Growing diversity

The Nature of PEI by Gary Schneider

Hobblebush fruit

When faced with environmental problems such as climate change, threats to water, soil erosion, and a loss of biodiversity, it is easy to feel helpless. Too often we ask ourselves “how can I make a difference?” For the most part, all you can really do is educate yourself and make the right decisions. Reduce your carbon footprint, use your wallet to support farming and forestry practices that are truly sustainable, and teach your children.

The loss of biodiversity, though, is a different kettle of fish. While we may not be able to address the shrinking of polar bear habitat, or the continuing loss of songbirds—other than demanding action from our politicians—individually we can make a difference. And we can see this happening right before our eyes in Prince Edward Island.

Hemlock cones

When the nursery at Macphail Woods in Orwell began in 1991, it was an act of desperation. Few native tree species were being grown in any nurseries. As for native shrubs, wildflowers, and ferns, these were rarities in the nursery trade. It wasn’t that native plants were ugly and that non-native plants were gorgeous. It is quite the opposite in many cases.

We had little to no experience growing native plants but felt that it was important to move away from plantings of one or perhaps two species of conifers and towards creating healthy forests with a diversity of species. We were forced to learn on the fly. But learn we did.

It continues to be inspiring to meet people who have been direct seeding acorns into their woodland and getting great results. Since Fiona, I’ve spoken with many people who are collecting acorns to grow red oak trees. There is also interest among watershed groups and First Nations to start native plant nurseries to add diversity to their plantings, aiming at healthy forests.

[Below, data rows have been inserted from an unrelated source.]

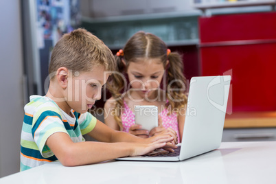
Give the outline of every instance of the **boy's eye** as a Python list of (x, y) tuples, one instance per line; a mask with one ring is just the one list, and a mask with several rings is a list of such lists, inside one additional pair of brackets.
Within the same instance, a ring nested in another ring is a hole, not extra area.
[(134, 76), (135, 78), (141, 78), (142, 76)]
[(93, 88), (96, 88), (96, 87), (97, 87), (97, 86), (96, 84), (91, 84), (91, 87), (93, 87)]

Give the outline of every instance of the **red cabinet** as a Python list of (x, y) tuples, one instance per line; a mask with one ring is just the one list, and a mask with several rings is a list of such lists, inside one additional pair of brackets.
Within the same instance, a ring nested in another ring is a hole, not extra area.
[(276, 111), (276, 13), (199, 18), (203, 76), (232, 76), (233, 112)]

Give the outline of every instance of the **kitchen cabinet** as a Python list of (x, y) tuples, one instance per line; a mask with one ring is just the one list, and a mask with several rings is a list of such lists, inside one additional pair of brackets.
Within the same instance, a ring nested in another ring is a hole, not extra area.
[(199, 18), (202, 75), (232, 77), (225, 128), (276, 127), (267, 118), (276, 113), (275, 21), (274, 12)]

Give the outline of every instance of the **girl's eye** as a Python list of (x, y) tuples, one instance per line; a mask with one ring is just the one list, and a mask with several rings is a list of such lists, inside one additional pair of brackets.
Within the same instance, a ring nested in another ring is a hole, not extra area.
[(141, 78), (142, 76), (134, 76), (135, 78)]

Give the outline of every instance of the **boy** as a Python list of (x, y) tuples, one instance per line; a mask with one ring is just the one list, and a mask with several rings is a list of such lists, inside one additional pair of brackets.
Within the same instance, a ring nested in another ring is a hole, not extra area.
[[(171, 132), (141, 139), (113, 130), (87, 112), (101, 97), (105, 71), (114, 68), (111, 51), (92, 34), (78, 29), (62, 36), (52, 51), (46, 95), (31, 96), (24, 108), (21, 171), (58, 160), (73, 166), (176, 148)], [(84, 134), (101, 142), (84, 141)]]

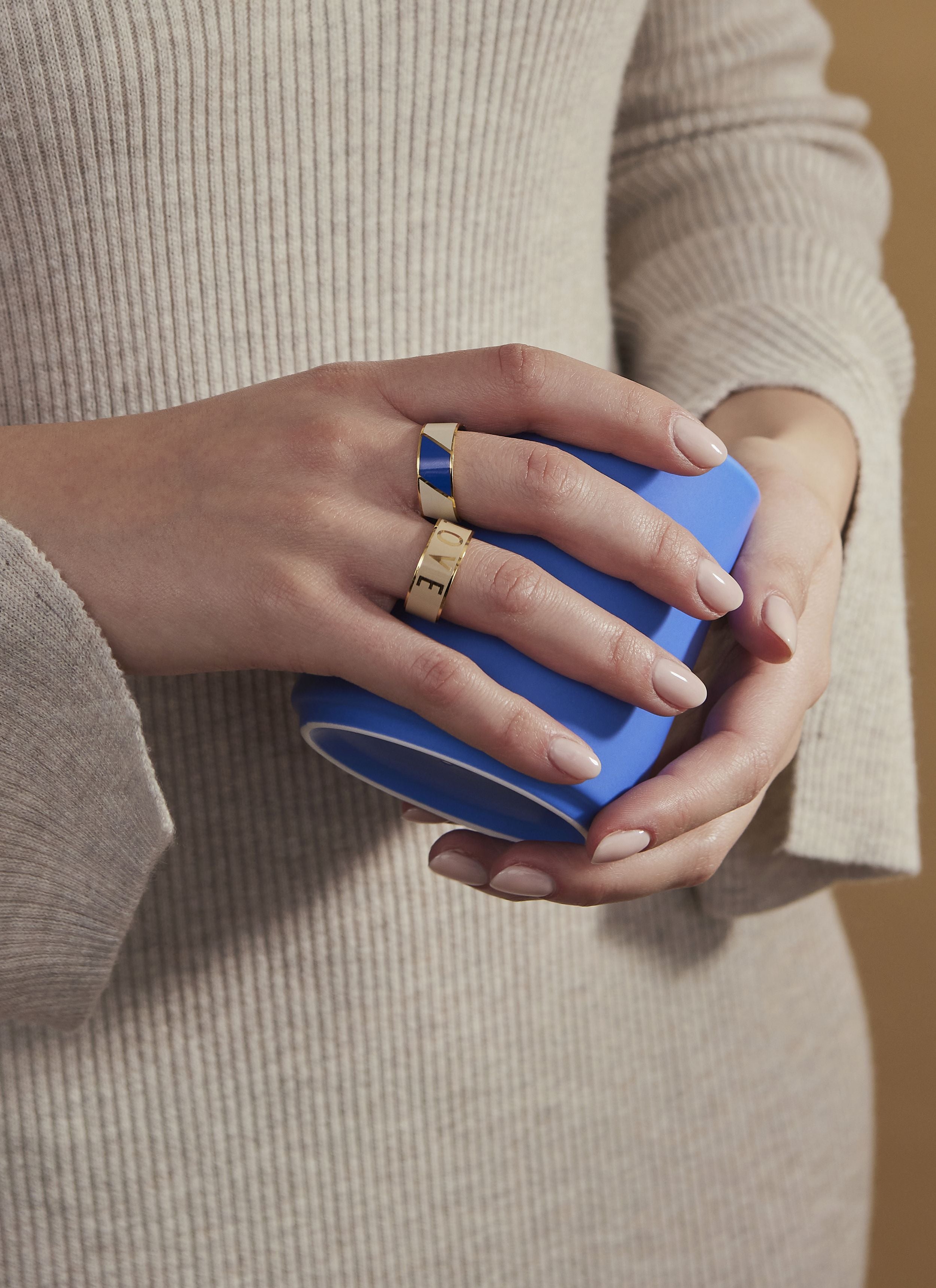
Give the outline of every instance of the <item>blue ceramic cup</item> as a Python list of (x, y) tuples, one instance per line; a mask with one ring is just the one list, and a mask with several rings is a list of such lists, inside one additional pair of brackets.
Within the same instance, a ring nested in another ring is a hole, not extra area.
[[(550, 442), (536, 434), (520, 437)], [(682, 478), (605, 452), (568, 443), (554, 446), (637, 492), (698, 537), (722, 568), (731, 568), (760, 500), (757, 484), (736, 461), (729, 457), (708, 474)], [(539, 537), (483, 528), (475, 528), (475, 536), (525, 555), (673, 657), (689, 666), (695, 663), (708, 622), (579, 563)], [(397, 613), (403, 616), (400, 605)], [(672, 716), (650, 715), (559, 675), (494, 635), (444, 620), (404, 620), (413, 630), (465, 653), (498, 684), (529, 698), (577, 733), (600, 757), (601, 773), (570, 787), (542, 783), (346, 680), (300, 676), (292, 705), (303, 737), (327, 760), (364, 782), (492, 836), (581, 844), (595, 814), (644, 778), (659, 755)]]

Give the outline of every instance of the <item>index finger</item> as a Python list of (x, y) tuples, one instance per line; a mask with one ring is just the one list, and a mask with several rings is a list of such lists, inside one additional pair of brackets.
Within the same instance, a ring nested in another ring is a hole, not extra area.
[(458, 421), (488, 434), (543, 434), (671, 474), (703, 474), (722, 440), (663, 394), (529, 344), (373, 363), (382, 397), (417, 424)]

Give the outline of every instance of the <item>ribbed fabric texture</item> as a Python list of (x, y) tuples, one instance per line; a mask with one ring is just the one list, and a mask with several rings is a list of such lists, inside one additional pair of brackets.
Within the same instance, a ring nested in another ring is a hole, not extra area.
[(825, 48), (802, 0), (0, 9), (6, 422), (525, 340), (697, 412), (815, 389), (863, 455), (794, 770), (702, 895), (605, 911), (430, 876), (433, 829), (301, 744), (288, 676), (135, 681), (151, 765), (94, 623), (5, 529), (4, 1284), (860, 1284), (832, 903), (730, 920), (917, 862), (909, 346)]

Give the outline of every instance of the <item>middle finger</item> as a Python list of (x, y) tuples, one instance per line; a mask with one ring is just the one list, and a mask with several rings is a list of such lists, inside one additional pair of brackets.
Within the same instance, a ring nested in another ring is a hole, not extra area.
[(684, 527), (572, 452), (460, 430), (454, 500), (463, 522), (542, 537), (693, 617), (738, 608), (738, 582)]

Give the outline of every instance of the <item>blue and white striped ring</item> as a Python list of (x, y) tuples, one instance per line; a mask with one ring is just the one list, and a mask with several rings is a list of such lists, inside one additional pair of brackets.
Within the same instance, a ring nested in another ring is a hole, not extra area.
[(454, 510), (454, 435), (457, 424), (424, 425), (416, 459), (416, 483), (424, 519), (448, 519), (458, 523)]

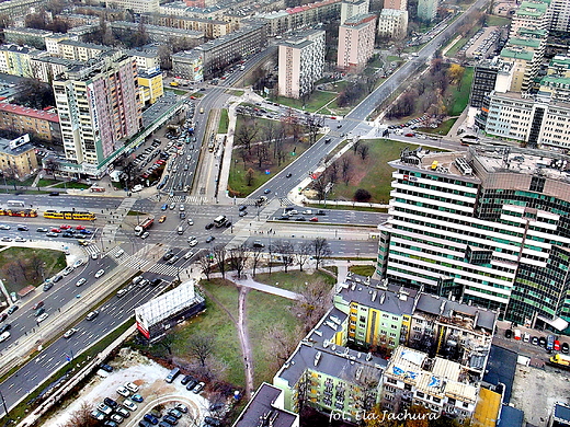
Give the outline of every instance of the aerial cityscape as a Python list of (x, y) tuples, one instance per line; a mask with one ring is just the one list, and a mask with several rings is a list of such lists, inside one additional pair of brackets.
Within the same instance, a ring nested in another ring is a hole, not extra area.
[(570, 426), (570, 1), (0, 34), (0, 427)]

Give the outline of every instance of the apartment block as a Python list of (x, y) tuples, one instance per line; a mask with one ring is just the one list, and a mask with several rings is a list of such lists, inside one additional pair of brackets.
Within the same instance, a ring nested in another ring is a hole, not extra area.
[(153, 104), (164, 94), (162, 72), (138, 72), (138, 88), (140, 90), (140, 101), (144, 104)]
[(550, 1), (550, 31), (570, 33), (570, 3), (566, 0)]
[(432, 22), (437, 14), (438, 0), (418, 0), (418, 19), (423, 22)]
[(341, 3), (341, 22), (344, 22), (352, 16), (362, 15), (368, 13), (369, 0), (343, 0)]
[(511, 18), (509, 38), (515, 37), (521, 28), (548, 30), (550, 1), (523, 1)]
[(408, 11), (383, 9), (378, 16), (378, 36), (402, 39), (408, 34)]
[(309, 30), (280, 43), (278, 93), (299, 99), (310, 94), (324, 72), (324, 31)]
[(380, 400), (385, 359), (339, 343), (346, 315), (331, 309), (273, 378), (284, 392), (284, 407), (298, 413), (305, 403), (324, 413), (342, 412), (355, 420)]
[[(523, 115), (520, 95), (509, 95), (510, 113)], [(545, 109), (534, 106), (529, 140), (546, 132), (535, 128)], [(554, 151), (514, 147), (403, 151), (390, 163), (391, 218), (381, 226), (378, 274), (500, 310), (520, 324), (563, 331), (570, 320), (567, 163)]]
[(172, 71), (190, 81), (204, 81), (204, 59), (197, 50), (184, 50), (172, 55)]
[(53, 33), (46, 30), (10, 27), (4, 28), (4, 43), (34, 46), (36, 49), (46, 48), (46, 37)]
[(103, 175), (142, 126), (135, 59), (106, 51), (69, 69), (53, 86), (67, 161), (79, 173)]
[(471, 419), (479, 394), (479, 382), (451, 360), (399, 346), (383, 376), (383, 406), (401, 412), (421, 405), (464, 422)]
[(285, 411), (285, 393), (262, 383), (232, 427), (299, 427), (299, 416)]
[[(137, 32), (140, 24), (136, 22), (114, 21), (109, 24), (113, 32), (117, 34), (128, 35)], [(204, 43), (204, 33), (194, 30), (172, 28), (170, 26), (144, 25), (145, 33), (151, 43), (174, 43), (183, 42), (189, 47), (194, 47)]]
[(337, 66), (350, 72), (358, 72), (374, 54), (376, 15), (352, 16), (339, 27)]
[(29, 46), (1, 45), (0, 46), (0, 72), (25, 78), (34, 77), (32, 58), (44, 54)]
[(259, 18), (267, 22), (267, 35), (275, 36), (338, 19), (340, 13), (341, 0), (324, 0), (277, 12), (262, 13)]
[(498, 314), (493, 311), (350, 274), (337, 286), (334, 307), (349, 346), (383, 349), (399, 345), (454, 360), (482, 378)]
[(29, 141), (27, 135), (13, 140), (0, 138), (0, 171), (4, 176), (23, 181), (37, 170), (35, 147)]
[(61, 141), (59, 117), (56, 113), (16, 104), (0, 103), (0, 128), (18, 134), (32, 134), (46, 141)]
[(130, 10), (134, 13), (158, 13), (160, 2), (159, 0), (105, 0), (105, 7)]

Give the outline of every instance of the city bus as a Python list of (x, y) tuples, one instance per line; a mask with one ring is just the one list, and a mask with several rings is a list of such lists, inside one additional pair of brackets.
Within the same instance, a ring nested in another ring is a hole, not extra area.
[(224, 227), (224, 224), (226, 223), (228, 219), (220, 215), (219, 217), (217, 217), (215, 220), (214, 220), (214, 223), (216, 224), (216, 227), (219, 229), (220, 227)]
[(477, 135), (464, 135), (461, 137), (461, 146), (474, 146), (479, 143)]
[(46, 210), (44, 218), (93, 221), (95, 220), (95, 214), (81, 210)]

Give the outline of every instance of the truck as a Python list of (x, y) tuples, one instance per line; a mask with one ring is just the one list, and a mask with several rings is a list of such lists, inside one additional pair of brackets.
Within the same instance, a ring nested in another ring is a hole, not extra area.
[(548, 359), (548, 365), (556, 366), (562, 369), (570, 369), (570, 356), (566, 355), (554, 355)]
[(137, 227), (135, 227), (135, 235), (141, 235), (145, 231), (148, 231), (149, 228), (155, 223), (155, 218), (147, 218), (142, 222), (140, 222)]

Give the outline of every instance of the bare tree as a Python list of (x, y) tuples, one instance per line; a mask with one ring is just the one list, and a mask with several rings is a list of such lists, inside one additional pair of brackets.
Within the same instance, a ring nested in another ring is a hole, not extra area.
[(312, 245), (310, 242), (303, 242), (295, 247), (294, 257), (295, 262), (303, 272), (303, 267), (309, 261), (310, 254), (312, 253)]
[(288, 240), (277, 240), (274, 243), (275, 253), (281, 255), (283, 267), (285, 267), (285, 273), (290, 265), (293, 265), (293, 254), (295, 253), (295, 247)]
[(221, 278), (226, 278), (226, 246), (225, 245), (217, 245), (214, 246), (212, 253), (214, 254), (214, 259), (216, 261), (216, 264), (219, 268), (219, 273), (221, 273)]
[(241, 274), (246, 268), (247, 261), (248, 247), (244, 244), (229, 250), (229, 263), (231, 265), (231, 268), (238, 274), (238, 279), (241, 278)]
[(69, 419), (59, 427), (94, 427), (99, 424), (96, 419), (91, 417), (92, 404), (88, 401), (81, 401), (79, 408), (69, 414)]
[(331, 255), (331, 249), (329, 242), (324, 238), (317, 238), (311, 241), (312, 257), (315, 259), (315, 268), (319, 269), (319, 265), (322, 261)]
[(263, 247), (250, 246), (249, 252), (251, 253), (251, 275), (255, 277), (255, 269), (258, 268), (261, 256), (263, 255)]
[(206, 275), (206, 279), (209, 280), (212, 274), (212, 259), (208, 254), (203, 253), (198, 258), (200, 270)]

I’ve written about red oak here before—it really is as simple as collecting the green acorns from the tree or as they as fall, and either store them in a damp medium over the winter and plant in the spring, or just plant them immediately throughout a forest where there is dappled light.

Other species are not quite as easy, but we’ve found that growing everything outside of the orchid family is well within the skill level of any gardener who has a little extra space for seeds. What about our rarest species? They must be difficult to grow, right? Otherwise, why are they so rare? This actually is a myth. Some of our rarest plants are extremely easy to grow. We’ve just gotten rid of their habitat and seed sources.

That’s the real benefit to increasing biodiversity in our forests (or in the creation of new forests). Once those oaks, or white ash, or witch hazel grow up, they will provide seed sources for the surrounding areas. So we’re not trying to fill up a forest with red oak or any other species. We’re trying to establish seed sources throughout the area so that in the future, they will be able to disperse their seeds with the help of wind and wildlife.

So if you find a beautiful yellow birch, collect the seed. Or painted trilliums. Or swamp milkweed. There are dozens and dozens of plants that are worth propagating to improve the Island’s biodiversity. Nothing fancy. No degrees needed. Just an interest.